Il tecnico Passoni è soddisfattissimo anche se non smentisce la sua natura esigente: “Il risultato è ottimo ma si può ancora limare qualcosa e puntare a scendere sotto i 43’. Sono contento per Gianluca perché raccoglie i frutti di tutto il lavoro fatto negli allenamenti, spero che continui a crescere con questa costanza”.
Alcuni giorni or sono, con la convocazione che era nell’aria ma cui mancava ancora l’ufficialità, avevamo incontrato Gianluca Picchiottino al Campo Scuola per raccogliere le sue impressioni sulla stagione e conoscere meglio uno degli atleti più promettenti della nostra città. Terminato l’allenamento guidato da Passoni, abbiamo quindi rivolto alcune domande a Gianluca, sotto lo sguardo attentissimo di Marina Lodovici, tecnico Libertas dei Ragazzi che segue però anche il marciatore quasi coccolandolo.

 

Gianluca, come vedi l’avventura di Murcia?
“Ancora non è ufficiale per cui preferisco non parlarne tanto, comunque mi sento bene e spero di fare meglio rispetto a Poderbrady (luogo della prima gara in azzurro, ndr) quando per una serie di ragioni, anche emotive forse, non ho reso bene. Il fatto che sia outdoor mi dà fiducia, la pista è lunga 400m invece che 200m come nelle gare al chiuso e si fanno curve meno strette”.

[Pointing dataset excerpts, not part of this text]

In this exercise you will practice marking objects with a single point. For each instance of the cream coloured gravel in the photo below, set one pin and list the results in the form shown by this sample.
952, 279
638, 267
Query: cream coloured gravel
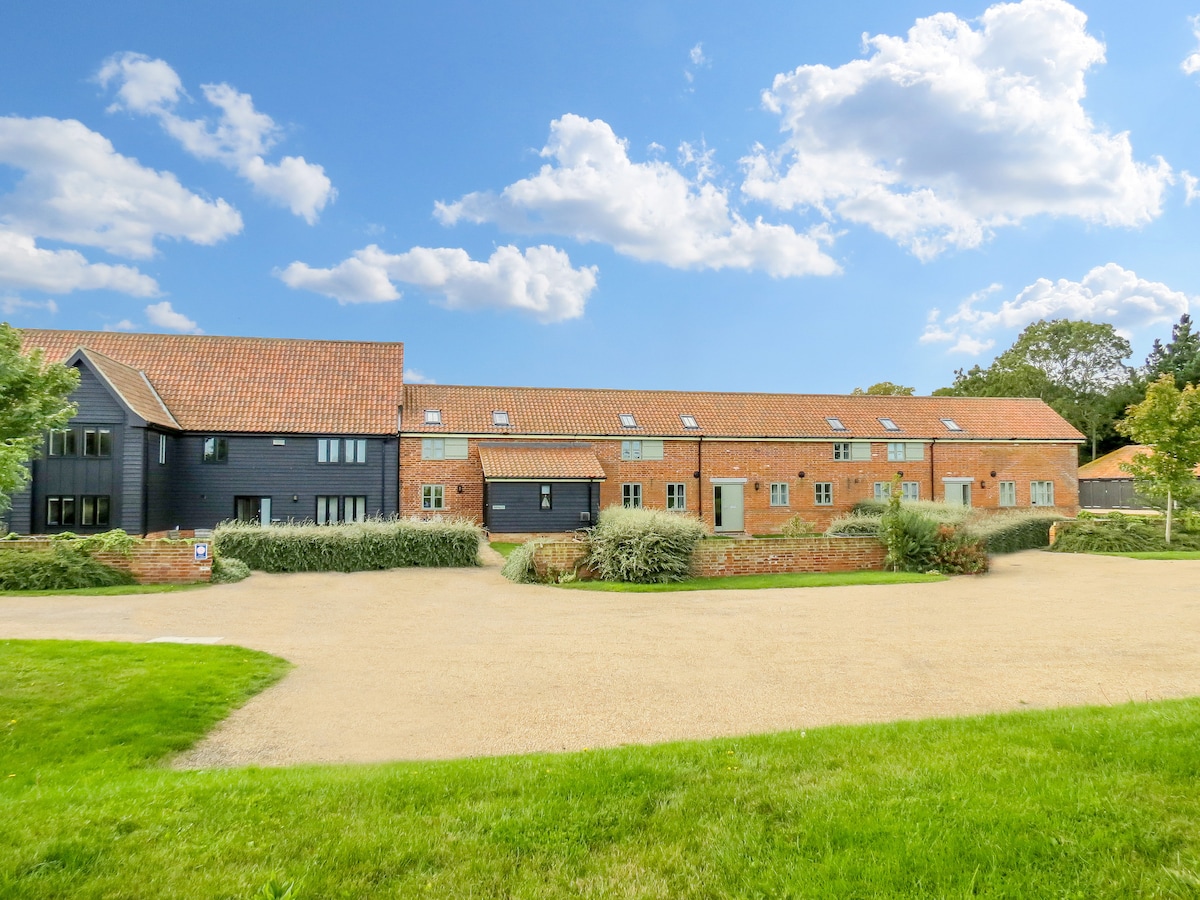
448, 663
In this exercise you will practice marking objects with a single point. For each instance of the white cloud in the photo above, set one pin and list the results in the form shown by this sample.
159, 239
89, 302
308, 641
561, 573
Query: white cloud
239, 138
939, 138
539, 281
162, 316
1107, 294
414, 377
651, 211
1192, 64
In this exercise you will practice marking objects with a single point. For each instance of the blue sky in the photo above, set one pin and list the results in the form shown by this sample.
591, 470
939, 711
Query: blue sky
777, 196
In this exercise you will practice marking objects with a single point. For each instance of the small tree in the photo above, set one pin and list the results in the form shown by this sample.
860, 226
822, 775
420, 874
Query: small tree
1169, 423
33, 400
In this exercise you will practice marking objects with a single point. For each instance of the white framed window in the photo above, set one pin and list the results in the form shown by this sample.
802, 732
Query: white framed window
1007, 493
1042, 493
631, 496
677, 495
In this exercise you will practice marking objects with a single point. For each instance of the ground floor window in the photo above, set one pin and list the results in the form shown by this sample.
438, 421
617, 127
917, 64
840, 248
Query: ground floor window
631, 496
779, 493
1042, 493
1007, 493
433, 496
677, 496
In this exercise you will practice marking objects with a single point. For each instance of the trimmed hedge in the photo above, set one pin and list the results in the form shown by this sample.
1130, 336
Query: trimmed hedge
63, 568
360, 546
643, 546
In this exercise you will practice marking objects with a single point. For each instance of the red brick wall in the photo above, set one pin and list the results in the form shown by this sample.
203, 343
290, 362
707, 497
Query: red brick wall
766, 461
744, 557
149, 562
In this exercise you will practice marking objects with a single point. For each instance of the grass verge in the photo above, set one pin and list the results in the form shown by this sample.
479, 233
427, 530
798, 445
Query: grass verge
1096, 803
759, 582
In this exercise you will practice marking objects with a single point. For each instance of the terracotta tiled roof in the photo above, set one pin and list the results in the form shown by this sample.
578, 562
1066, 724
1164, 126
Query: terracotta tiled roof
535, 462
592, 412
1109, 466
255, 384
133, 387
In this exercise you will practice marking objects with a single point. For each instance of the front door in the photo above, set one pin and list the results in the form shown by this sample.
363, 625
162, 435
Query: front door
727, 508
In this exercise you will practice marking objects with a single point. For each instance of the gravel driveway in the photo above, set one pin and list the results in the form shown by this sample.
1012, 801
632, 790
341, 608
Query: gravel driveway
445, 663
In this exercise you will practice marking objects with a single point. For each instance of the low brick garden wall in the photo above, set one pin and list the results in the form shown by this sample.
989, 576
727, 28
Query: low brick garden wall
717, 558
149, 562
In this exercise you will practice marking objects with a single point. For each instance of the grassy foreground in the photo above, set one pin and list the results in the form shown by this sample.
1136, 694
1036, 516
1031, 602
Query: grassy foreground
1090, 803
757, 582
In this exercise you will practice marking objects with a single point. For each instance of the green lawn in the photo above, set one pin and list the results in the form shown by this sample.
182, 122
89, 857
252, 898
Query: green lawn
1087, 803
113, 591
756, 582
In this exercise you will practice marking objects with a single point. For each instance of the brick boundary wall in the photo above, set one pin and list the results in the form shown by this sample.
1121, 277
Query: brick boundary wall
744, 557
148, 562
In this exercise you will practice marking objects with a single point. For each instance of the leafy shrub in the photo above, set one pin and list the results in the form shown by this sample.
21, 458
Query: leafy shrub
643, 546
519, 564
856, 525
359, 546
228, 570
60, 568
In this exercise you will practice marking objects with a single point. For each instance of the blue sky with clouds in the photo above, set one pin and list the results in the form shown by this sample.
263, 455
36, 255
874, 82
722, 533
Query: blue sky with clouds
778, 196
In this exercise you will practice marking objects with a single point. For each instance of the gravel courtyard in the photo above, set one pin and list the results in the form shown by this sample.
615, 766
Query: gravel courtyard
449, 663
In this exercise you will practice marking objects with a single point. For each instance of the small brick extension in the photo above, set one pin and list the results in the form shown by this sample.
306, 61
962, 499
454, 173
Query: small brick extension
149, 562
744, 557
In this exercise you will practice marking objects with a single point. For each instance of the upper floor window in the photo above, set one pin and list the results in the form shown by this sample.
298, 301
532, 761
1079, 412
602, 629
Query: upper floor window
216, 449
97, 442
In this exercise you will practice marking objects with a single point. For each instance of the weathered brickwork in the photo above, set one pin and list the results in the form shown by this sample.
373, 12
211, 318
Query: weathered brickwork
744, 557
149, 562
766, 462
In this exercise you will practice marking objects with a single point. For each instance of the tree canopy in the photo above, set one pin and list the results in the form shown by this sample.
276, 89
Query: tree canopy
33, 400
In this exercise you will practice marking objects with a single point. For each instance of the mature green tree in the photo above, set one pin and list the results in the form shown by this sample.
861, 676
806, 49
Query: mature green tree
1074, 366
886, 389
33, 400
1168, 421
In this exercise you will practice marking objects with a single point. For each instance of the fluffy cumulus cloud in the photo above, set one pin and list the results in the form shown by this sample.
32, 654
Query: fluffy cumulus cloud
540, 281
239, 137
162, 316
76, 189
1192, 64
939, 138
592, 191
1108, 293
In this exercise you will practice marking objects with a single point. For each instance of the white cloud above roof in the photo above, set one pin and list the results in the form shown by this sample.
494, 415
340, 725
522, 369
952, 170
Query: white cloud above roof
937, 138
540, 281
239, 138
593, 192
1107, 294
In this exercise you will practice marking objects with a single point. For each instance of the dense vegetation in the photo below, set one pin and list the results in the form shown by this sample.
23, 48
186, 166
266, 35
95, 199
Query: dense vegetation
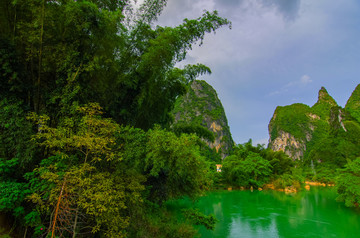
253, 167
331, 136
86, 93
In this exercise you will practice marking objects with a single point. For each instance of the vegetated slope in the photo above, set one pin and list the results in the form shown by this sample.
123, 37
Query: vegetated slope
202, 107
323, 134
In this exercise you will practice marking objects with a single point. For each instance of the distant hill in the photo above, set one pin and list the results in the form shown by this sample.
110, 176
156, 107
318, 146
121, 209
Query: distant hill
324, 133
201, 107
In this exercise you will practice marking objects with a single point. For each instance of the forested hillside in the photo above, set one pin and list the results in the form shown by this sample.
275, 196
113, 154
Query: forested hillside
324, 137
86, 94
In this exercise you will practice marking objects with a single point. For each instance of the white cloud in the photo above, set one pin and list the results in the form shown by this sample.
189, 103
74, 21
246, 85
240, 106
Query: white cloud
305, 79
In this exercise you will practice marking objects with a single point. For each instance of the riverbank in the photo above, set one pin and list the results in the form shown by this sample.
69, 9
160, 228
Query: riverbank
288, 189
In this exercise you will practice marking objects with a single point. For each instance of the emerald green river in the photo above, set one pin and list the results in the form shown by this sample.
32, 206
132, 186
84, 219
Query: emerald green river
268, 214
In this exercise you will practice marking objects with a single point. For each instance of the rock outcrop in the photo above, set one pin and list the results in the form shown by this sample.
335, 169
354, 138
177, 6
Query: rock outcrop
323, 132
202, 107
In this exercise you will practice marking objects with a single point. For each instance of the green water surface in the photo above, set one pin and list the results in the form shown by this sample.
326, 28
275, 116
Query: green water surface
268, 214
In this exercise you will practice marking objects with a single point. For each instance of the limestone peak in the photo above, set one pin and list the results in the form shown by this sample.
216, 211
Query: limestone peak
324, 96
353, 103
354, 98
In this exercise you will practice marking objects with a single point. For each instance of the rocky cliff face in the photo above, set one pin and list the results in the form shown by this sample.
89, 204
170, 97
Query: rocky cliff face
305, 132
353, 104
201, 106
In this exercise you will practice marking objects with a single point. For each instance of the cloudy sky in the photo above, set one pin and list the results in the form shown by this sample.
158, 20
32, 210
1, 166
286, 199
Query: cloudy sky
278, 52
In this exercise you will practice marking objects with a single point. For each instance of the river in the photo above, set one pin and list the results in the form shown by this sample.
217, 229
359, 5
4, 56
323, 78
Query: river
269, 214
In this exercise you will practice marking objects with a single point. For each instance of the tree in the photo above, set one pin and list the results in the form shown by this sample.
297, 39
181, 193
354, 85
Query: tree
252, 171
348, 184
174, 166
84, 176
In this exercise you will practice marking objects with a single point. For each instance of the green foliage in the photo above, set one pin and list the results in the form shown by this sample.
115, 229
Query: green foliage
195, 111
353, 104
15, 132
291, 119
76, 167
348, 184
252, 171
200, 131
174, 165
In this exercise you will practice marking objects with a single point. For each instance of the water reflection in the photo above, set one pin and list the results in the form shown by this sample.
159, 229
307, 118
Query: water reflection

Come sei arrivato a praticare la marcia? Normalmente non è una disciplina molto “gettonata”.

“Da esordiente e cadetto non ci si specializza; praticavo quindi molte discipline. Spinto da mia madre ho lasciato il calcio per l’atletica: la prima cosa che mi ha affascinato è stata il mezzo fondo, mi piacevano la tattica e la lunghezza delle gare, poi ho visto che nella marcia andavo bene e mi sono legato a questa particolare camminata veloce, in cui conta la tattica prima ancora della tecnica, che comunque è fondamentale”.

Quali sono le regole della marcia?
“A parole sono semplicissime e sono solo due: la gamba davanti va appoggiata a terra solo da stesa, pena il richiamo per “sblocco”, e deve sempre esserci almeno un piede a contatto con il terreno, pena il richiamo per “sospensione”. Al terzo richiamo, il giudice ti squalifica”.

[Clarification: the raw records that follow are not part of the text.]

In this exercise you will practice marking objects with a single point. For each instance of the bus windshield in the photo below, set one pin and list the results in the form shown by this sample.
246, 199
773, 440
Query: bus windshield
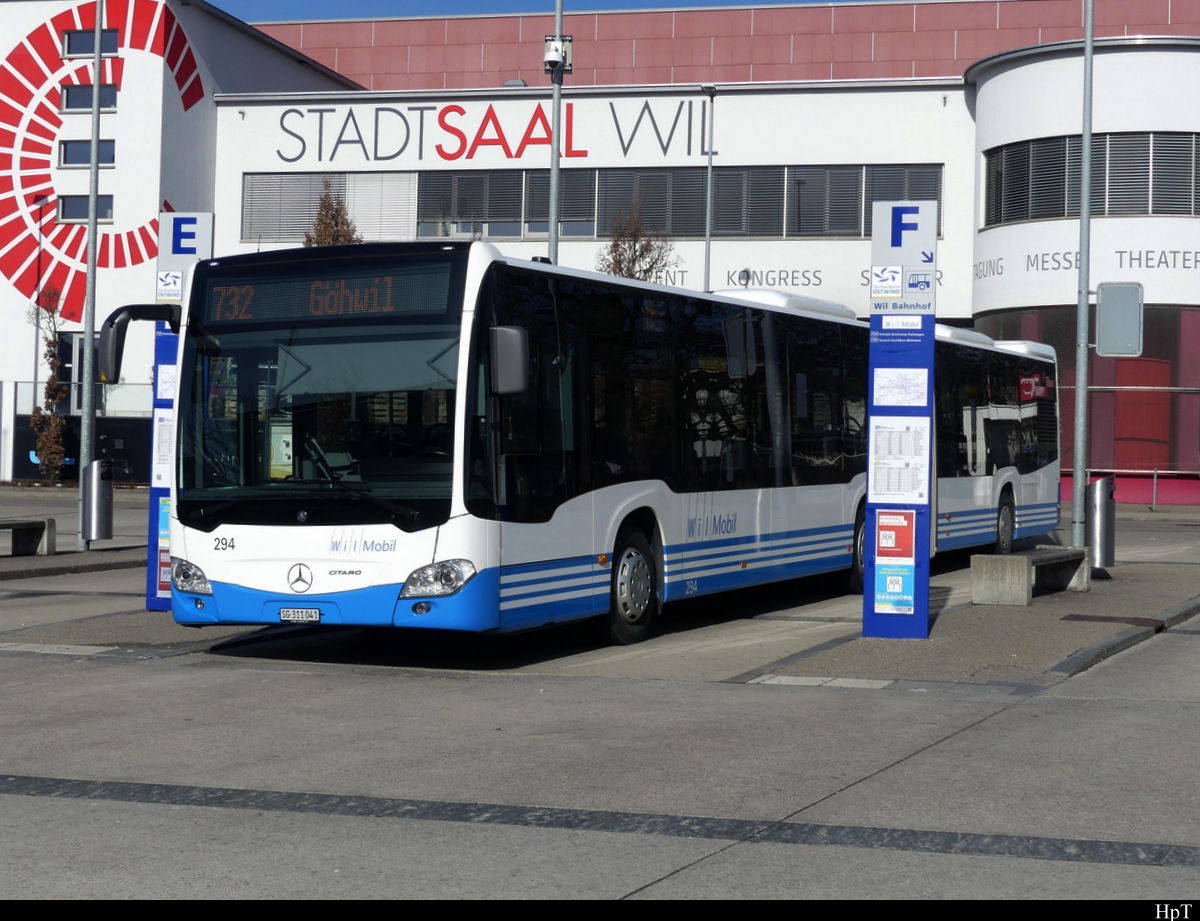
317, 397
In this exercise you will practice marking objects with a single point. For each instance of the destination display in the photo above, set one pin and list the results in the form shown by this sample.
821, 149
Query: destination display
423, 290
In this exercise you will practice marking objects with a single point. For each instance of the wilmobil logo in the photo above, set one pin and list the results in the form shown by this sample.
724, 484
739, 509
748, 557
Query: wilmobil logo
354, 543
712, 525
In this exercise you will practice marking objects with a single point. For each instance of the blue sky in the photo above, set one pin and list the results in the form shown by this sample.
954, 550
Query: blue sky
257, 11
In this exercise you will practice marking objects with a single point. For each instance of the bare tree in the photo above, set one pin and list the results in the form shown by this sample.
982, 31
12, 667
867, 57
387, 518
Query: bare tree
636, 251
48, 426
334, 224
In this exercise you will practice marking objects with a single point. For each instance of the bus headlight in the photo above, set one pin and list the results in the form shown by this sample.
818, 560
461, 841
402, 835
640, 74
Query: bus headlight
189, 577
439, 578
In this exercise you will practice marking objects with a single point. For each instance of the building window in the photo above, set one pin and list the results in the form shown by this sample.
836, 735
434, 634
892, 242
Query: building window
469, 203
1132, 174
82, 43
281, 208
78, 97
73, 209
576, 203
78, 152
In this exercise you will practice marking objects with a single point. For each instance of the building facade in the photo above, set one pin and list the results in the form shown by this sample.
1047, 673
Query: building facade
815, 112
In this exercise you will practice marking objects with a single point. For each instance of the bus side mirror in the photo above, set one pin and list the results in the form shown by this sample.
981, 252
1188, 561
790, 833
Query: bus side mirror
112, 333
510, 360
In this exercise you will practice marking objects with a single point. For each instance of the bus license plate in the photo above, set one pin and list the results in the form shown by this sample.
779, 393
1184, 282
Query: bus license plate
300, 615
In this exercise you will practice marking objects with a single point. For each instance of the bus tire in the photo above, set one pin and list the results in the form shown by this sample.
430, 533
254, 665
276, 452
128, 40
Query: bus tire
635, 599
858, 566
1006, 524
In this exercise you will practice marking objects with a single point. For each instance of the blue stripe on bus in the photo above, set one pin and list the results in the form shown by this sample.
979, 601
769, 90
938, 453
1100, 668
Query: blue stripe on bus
472, 608
754, 560
551, 591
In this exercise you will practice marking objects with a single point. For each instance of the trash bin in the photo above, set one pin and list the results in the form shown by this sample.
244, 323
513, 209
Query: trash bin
1101, 521
97, 500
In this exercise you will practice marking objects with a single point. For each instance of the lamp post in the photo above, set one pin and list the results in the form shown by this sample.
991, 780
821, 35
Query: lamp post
88, 409
1079, 470
555, 61
709, 90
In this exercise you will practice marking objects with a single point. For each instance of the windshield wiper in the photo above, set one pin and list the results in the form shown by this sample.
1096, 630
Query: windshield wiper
401, 511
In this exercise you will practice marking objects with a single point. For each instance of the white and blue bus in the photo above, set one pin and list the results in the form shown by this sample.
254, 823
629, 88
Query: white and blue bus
436, 435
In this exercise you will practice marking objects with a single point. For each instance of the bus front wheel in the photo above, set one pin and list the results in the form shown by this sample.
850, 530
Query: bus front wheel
858, 566
634, 589
1006, 524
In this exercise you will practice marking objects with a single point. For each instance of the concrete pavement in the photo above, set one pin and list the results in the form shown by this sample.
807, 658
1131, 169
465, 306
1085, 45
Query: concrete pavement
736, 753
809, 633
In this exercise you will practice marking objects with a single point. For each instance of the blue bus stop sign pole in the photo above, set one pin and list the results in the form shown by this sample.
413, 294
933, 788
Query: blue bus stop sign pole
184, 239
900, 479
159, 551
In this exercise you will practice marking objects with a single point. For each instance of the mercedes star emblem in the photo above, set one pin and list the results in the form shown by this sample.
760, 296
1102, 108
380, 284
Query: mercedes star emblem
300, 578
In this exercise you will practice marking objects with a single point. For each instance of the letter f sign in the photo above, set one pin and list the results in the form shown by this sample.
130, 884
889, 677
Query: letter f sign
899, 224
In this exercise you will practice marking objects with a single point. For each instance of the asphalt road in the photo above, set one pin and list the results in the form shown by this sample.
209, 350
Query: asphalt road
707, 763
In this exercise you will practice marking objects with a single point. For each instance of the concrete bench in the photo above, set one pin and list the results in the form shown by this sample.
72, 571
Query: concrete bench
30, 536
1009, 579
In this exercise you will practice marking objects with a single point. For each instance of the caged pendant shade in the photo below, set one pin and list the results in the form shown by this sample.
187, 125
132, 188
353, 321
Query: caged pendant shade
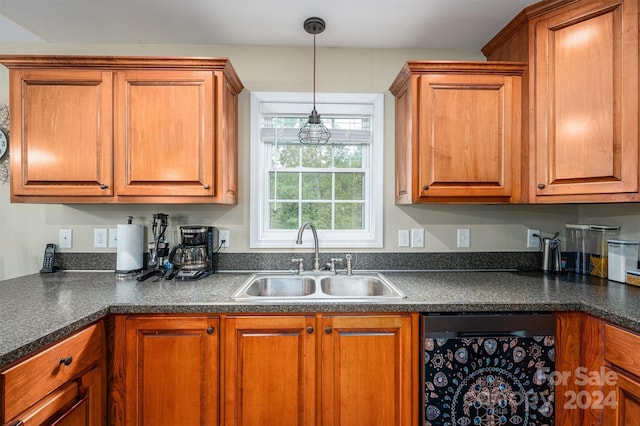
314, 132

Com’è il rapporto con i giudici in gara?
“Non è facile averci a che fare perché il metro è diverso da una a gara all’altra, specie nella gare minori; a volte vedi gente che praticamente corre e rimane in pista, altre c’è più fiscalità e fioccano le squalifiche…”.

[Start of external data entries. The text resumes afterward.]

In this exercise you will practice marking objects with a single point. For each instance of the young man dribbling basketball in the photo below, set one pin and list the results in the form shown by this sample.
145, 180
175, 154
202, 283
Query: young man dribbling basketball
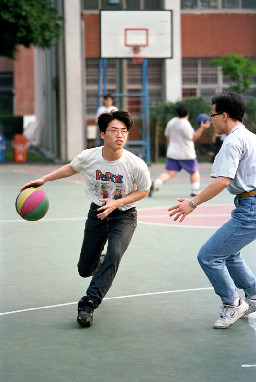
115, 180
235, 168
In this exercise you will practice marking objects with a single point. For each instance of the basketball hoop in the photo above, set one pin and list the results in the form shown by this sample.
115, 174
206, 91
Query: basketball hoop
136, 60
136, 38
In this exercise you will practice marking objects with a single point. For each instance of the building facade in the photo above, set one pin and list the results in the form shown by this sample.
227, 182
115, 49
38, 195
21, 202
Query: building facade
208, 29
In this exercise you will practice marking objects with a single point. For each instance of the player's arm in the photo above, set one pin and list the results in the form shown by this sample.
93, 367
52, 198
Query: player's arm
200, 130
62, 172
181, 210
110, 204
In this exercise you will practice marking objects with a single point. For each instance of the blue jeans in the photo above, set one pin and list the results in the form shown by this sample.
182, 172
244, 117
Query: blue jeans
220, 256
117, 229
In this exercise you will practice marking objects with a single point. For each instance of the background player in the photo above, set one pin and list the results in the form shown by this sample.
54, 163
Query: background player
181, 152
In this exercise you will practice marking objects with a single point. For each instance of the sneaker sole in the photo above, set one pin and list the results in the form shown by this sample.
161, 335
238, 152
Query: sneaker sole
226, 327
84, 324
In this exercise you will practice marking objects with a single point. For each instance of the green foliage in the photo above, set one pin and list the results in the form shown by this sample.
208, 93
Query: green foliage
250, 115
239, 69
10, 125
26, 22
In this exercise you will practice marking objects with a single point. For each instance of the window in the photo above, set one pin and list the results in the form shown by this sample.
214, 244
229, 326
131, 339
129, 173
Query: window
124, 77
6, 93
199, 78
218, 4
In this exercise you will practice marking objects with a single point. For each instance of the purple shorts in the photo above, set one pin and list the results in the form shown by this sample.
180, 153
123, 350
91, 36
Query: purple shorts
190, 165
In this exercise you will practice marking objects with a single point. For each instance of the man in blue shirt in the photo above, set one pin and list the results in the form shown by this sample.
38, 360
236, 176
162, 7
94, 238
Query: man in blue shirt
234, 168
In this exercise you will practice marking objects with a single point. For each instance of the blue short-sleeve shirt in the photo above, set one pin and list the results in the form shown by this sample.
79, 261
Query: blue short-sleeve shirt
237, 160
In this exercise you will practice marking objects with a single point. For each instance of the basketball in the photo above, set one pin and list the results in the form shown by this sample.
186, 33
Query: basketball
32, 204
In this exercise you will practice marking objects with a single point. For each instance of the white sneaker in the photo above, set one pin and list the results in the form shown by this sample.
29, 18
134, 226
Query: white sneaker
194, 192
153, 189
252, 306
230, 314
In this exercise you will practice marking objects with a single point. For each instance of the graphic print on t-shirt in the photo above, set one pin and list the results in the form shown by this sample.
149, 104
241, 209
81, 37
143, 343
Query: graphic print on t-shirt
113, 186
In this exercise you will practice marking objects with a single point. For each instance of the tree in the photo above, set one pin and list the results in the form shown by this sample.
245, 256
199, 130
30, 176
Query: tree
23, 22
239, 69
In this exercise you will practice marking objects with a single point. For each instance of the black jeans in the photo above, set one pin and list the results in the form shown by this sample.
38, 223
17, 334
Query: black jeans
117, 229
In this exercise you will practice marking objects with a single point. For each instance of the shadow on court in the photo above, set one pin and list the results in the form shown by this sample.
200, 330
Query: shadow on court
155, 324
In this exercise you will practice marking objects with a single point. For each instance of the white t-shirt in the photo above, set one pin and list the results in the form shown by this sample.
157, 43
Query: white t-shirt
181, 145
104, 109
237, 160
112, 180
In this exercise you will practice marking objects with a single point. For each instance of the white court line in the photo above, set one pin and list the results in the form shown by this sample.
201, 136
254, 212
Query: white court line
43, 220
180, 225
189, 216
248, 365
108, 298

Quanto curi la tecnica negli allenamenti?
“Mi alleno tutti i giorni della settimana, con qualche giorno di riposo ogni tanto, e almeno un paio di sessioni sono dedicate alla tecnica: la marcia può apparire come una pratica noiosa a chi non la conosce ma ha un grande fascino per me proprio per il lato tecnico. A volte appare addirittura ridicola per via del nostro ancheggiare e sul lungo mare quando ci alleniamo capita spesso che qualcuno ci prenda anche in giro… in verità è una disciplina di forza, testa e tecnica ai massimi livelli”.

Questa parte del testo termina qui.